Let’s start with the hospital people, it’s easier. Griselda? Dead, because they had to cut her foot off but she went septic anyway, which doesn’t really surprise anyone. Turns out that Doctor Whatshername is already fully aware of the rules of the game, those being: 1) Everybody turns, 2) headshots, 3) Bites are gonna ruin your day. We see one soldier being triaged into the cow-hammer line and Eliza actually puts a… bullet? Slug? Cow-killing pneumatic thing into Griselda’s brain after she dies, which makes a smaller hole than you might think it would. Eliza also finds out that everybody’s bugging out in the near future, and makes a deal to bring Chris and Travis with her. Chris and Travis aren’t there at the time, though, and we all know how these deals go.
(My wife insists that this conversation did not happen during this episode. She was there with me while I was watching. Entirely possible that I made the whole damn thing up. I dunno.)
Meanwhile, there’s this guy:
I don’t remember his name, so I’ll call him… hmm… Faustus seems appropriate. He’s in Troublemaker Jail with Nick and the really sad guy from last episode who we all assumed was dead but it turns out he isn’t. When we first see him, he’s ruining Sad Guy’s day by assuring him that his wife will be just fine after he dies, because she’s hot and she’ll surely glom onto some dude who will protect her so that he can use her body. For, one presumes, sex. So he’s saying she’ll be Lori, basically. Sad Guy bursts into tears and the guards haul him off somewhere. Then he bribes them not to take Nick away (why are they taking people away? Where are they going? How does Troublemaker Jail work?) for some reason and explains to Nick that he’ll need him for his particular skills as a heroin addict. Which include lying, stealing, and basically doing whatever one can for heroin. Also probably being hard to fight. Faustus is kinda cool but I can’t figure out what the hell he’s doing there and he’s black so they’ll probably kill him next week anyway. Also unclear: whether Troublemaker Jail is connected to the hospital or not.

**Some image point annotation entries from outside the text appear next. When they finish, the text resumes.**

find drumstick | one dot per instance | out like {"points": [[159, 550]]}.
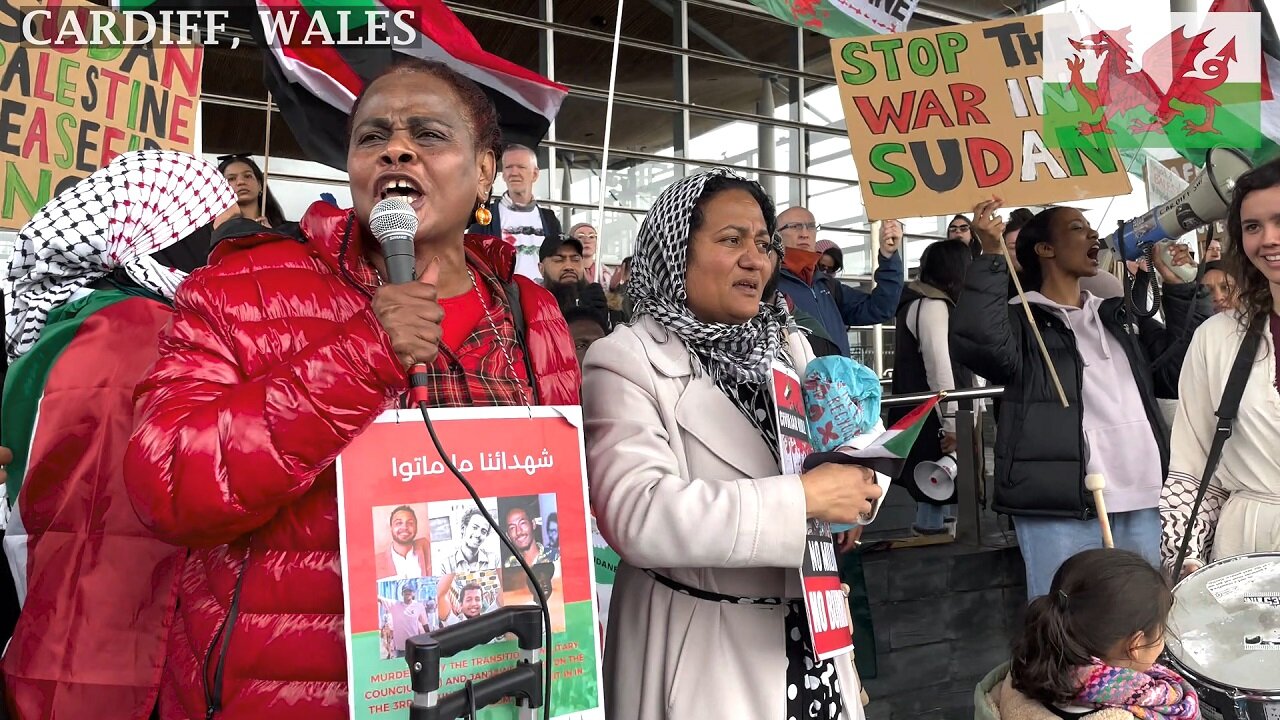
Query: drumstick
{"points": [[1096, 483]]}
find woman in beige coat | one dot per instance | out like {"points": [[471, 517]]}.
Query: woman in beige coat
{"points": [[682, 459]]}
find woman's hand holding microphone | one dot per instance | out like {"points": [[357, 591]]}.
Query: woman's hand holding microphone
{"points": [[840, 493]]}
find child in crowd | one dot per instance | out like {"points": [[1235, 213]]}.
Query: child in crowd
{"points": [[1088, 648]]}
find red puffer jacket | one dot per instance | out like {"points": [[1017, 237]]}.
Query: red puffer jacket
{"points": [[274, 363]]}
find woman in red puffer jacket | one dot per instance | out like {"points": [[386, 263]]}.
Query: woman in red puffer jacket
{"points": [[282, 352]]}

Alicia and Chris break into a house, trash it, and spend the episode playing dress-up. Yeah, that really happens. They’re all disaffected and teenagery. There’s a couple of moments of weird sexual tension, like, eew, your parents boink and you don’t get to, but it goes away. They are rather definitively Not in the House, but no one notices. Seriously, no one ever pays attention to Alicia.
Travis tries to get taken to the hospital, gets crammed into a Humvee with about a half-dozen soldiers, doesn’t shoot this zombie in the head because he doesn’t wanna, and then the soldiers rush off into a building to get into a fight and it’s really heavily implied that they frag Captain Butthead from last episode. Anyway, the survivors pile back into the Humvee, tell Travis they ain’t taking him nowhere, and drop him off. He shows up in the next few scenes I’m going to tell you about but hell if I can remember what he did. Probably something wimpy.
Everybody else gets the cool part. Remember Ofelia’s boyfriend from last episode? She starts by throwing a bunch of bottles at the soldiers and screaming about her mother, which leads him to tell them that he’ll take her home. Next thing we know her boyfriend is duct-taped to a chair in a neighbor’s house (I ask again: how many neighbors do these people have?) and Daniel’s taking his shirt off. This isn’t gonna go well.
I can’t quite figure Ofelia out, guys. She’s basically all oh, so long as you don’t hurt him, Daddy, and Mercedes Mason is 23 but the character sometimes looks like she’s 40 and I really can’t figure out either how old she’s supposed to be or how naive she’s supposed to be. But… dude, you were okay with the taped-to-the-chair part? How did he get taped to the chair? Did Daniel knock him out or something? We don’t see that part and I have no idea how it happened and I’m really not sure how much Ofelia is supposed to know.
I do know that when she comes back later and Daniel has basically skinned part of soldier boy’s arm, she’s not super happy and kinda runs away screaming:
That looks a lot like a bite, by the way. Good luck convincing anyone it isn’t.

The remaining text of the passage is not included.